Beyond the exchanges, all health insurance companies will be required to meet ACA regulations instituted last year that require them to spend a minimum of 80-to-85 percent of their income from customers' premiums for their customers' health-care needs.

The ACA's reforms -- several of which are already in place -- will quickly prove to be a godsend for all Americans when the act is fully implemented in 2014. Americans then would no longer have to worry what would happen to themselves, or to their family members, or their savings, if one is stricken with cancer or a serious or chronic health problem. Nor would the absence of employer-provided insurance invite disaster. The availability of affordable, comprehensive insurance through state exchanges, moreover, would mitigate the dreaded plague of personal bankruptcy driven by medical-care costs, which now constitute the lion's share of Americans' personal bankruptcies, and which lead to many premature deaths.

The Supreme Court's ruling in favor of these sweeping changes does not mean, as its critics claim, that the nation's health care spending will rise precipitously. In fact, it should fall as a percentage of the nation's gross domestic product, even as the country moves toward universal health care.

All other advanced industrial nations, from Australia to Japan to virtually all of the European nations, provide universal health care and achieve wellness indices that commonly surpass those in the United States. And they do so while keeping health-care spending down to 8-to-13 percent of GDP.

In the United States, conversely, health care spending has zoomed to 19 percent of GDP, and continues to advance faster than the general rate of inflation, while leaving 50 million Americans uninsured. These Americans' incomes are above the poverty level for Medicaid, but they typically go without health insurance because it's unaffordable, or because insurers reject them for pre-existing conditions.

The utter moral failure to provide a fairer, universal health-care system is needlessly killing too many Americans, and bankrupting others, while insurance and pharmaceutical industry executives are paid lavish fortunes for minimizing their so-called "medical losses" -- the percentage of revenue spent to actually provide health care for their customers.

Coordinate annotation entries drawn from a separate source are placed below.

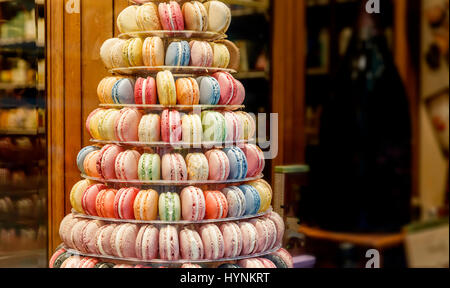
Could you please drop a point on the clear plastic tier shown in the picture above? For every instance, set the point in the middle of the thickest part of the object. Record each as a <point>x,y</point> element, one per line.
<point>143,184</point>
<point>183,108</point>
<point>179,223</point>
<point>182,35</point>
<point>178,71</point>
<point>174,262</point>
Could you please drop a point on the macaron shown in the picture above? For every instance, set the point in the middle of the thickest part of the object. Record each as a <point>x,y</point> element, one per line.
<point>178,54</point>
<point>236,201</point>
<point>132,52</point>
<point>249,238</point>
<point>235,55</point>
<point>126,165</point>
<point>103,238</point>
<point>146,205</point>
<point>147,242</point>
<point>124,203</point>
<point>188,92</point>
<point>153,52</point>
<point>191,245</point>
<point>147,17</point>
<point>279,223</point>
<point>127,125</point>
<point>192,129</point>
<point>219,16</point>
<point>145,91</point>
<point>104,203</point>
<point>238,163</point>
<point>171,128</point>
<point>89,198</point>
<point>232,236</point>
<point>105,51</point>
<point>252,199</point>
<point>265,192</point>
<point>267,234</point>
<point>209,90</point>
<point>106,161</point>
<point>202,54</point>
<point>123,240</point>
<point>107,125</point>
<point>165,84</point>
<point>149,167</point>
<point>213,242</point>
<point>195,16</point>
<point>169,207</point>
<point>126,21</point>
<point>221,54</point>
<point>171,16</point>
<point>219,165</point>
<point>255,160</point>
<point>82,155</point>
<point>123,91</point>
<point>169,245</point>
<point>149,129</point>
<point>173,167</point>
<point>214,129</point>
<point>249,124</point>
<point>193,205</point>
<point>216,205</point>
<point>76,194</point>
<point>228,87</point>
<point>197,167</point>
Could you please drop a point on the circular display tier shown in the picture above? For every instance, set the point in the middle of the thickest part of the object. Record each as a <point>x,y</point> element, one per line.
<point>184,108</point>
<point>138,183</point>
<point>177,71</point>
<point>174,262</point>
<point>182,35</point>
<point>180,222</point>
<point>179,145</point>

GOP still panders for repeal

Regardless, Republicans rose again in lockstep Thursday to denounce the court's ruling and to promise to repeal "Obamacare," a term that they have made an epithet without offering a hint of a viable alternative. Voters who follow their cruel propaganda would do themselves -- and their family members -- a certain injustice and invoke a bleak health-care future to support repeal of health-care reform.

Indeed, though many have been misled by partisan Republicans to object to "Obamacare," most Americans, polls repeatedly prove, support the reforms the ACA has already introduced. These include: banning insurers' exclusion for children for pre-existing conditions, extending family coverage to children up to the age of 26, requiring insurers to cover preventive care and to spend 80-to-85 percent of revenue from customers' premiums on actual care, banning insurers' annual limits on coverage, and narrowing the "donut" hole in Medicare for prescription drugs. These and other pending ACA reforms are all necessary to lower overall health care costs and to bring more American citizens under the umbrella of insurance.

Americans are now on a course that, in 2014, will assure affordable, accessible and comprehensive lifetime health care for most citizens. That's a milestone half a dozen presidents -- Democrats and Republicans -- have tried to reach, and failed. The debate now should be how to improve the ACA, not how to dismantle it for fleeting partisan gain.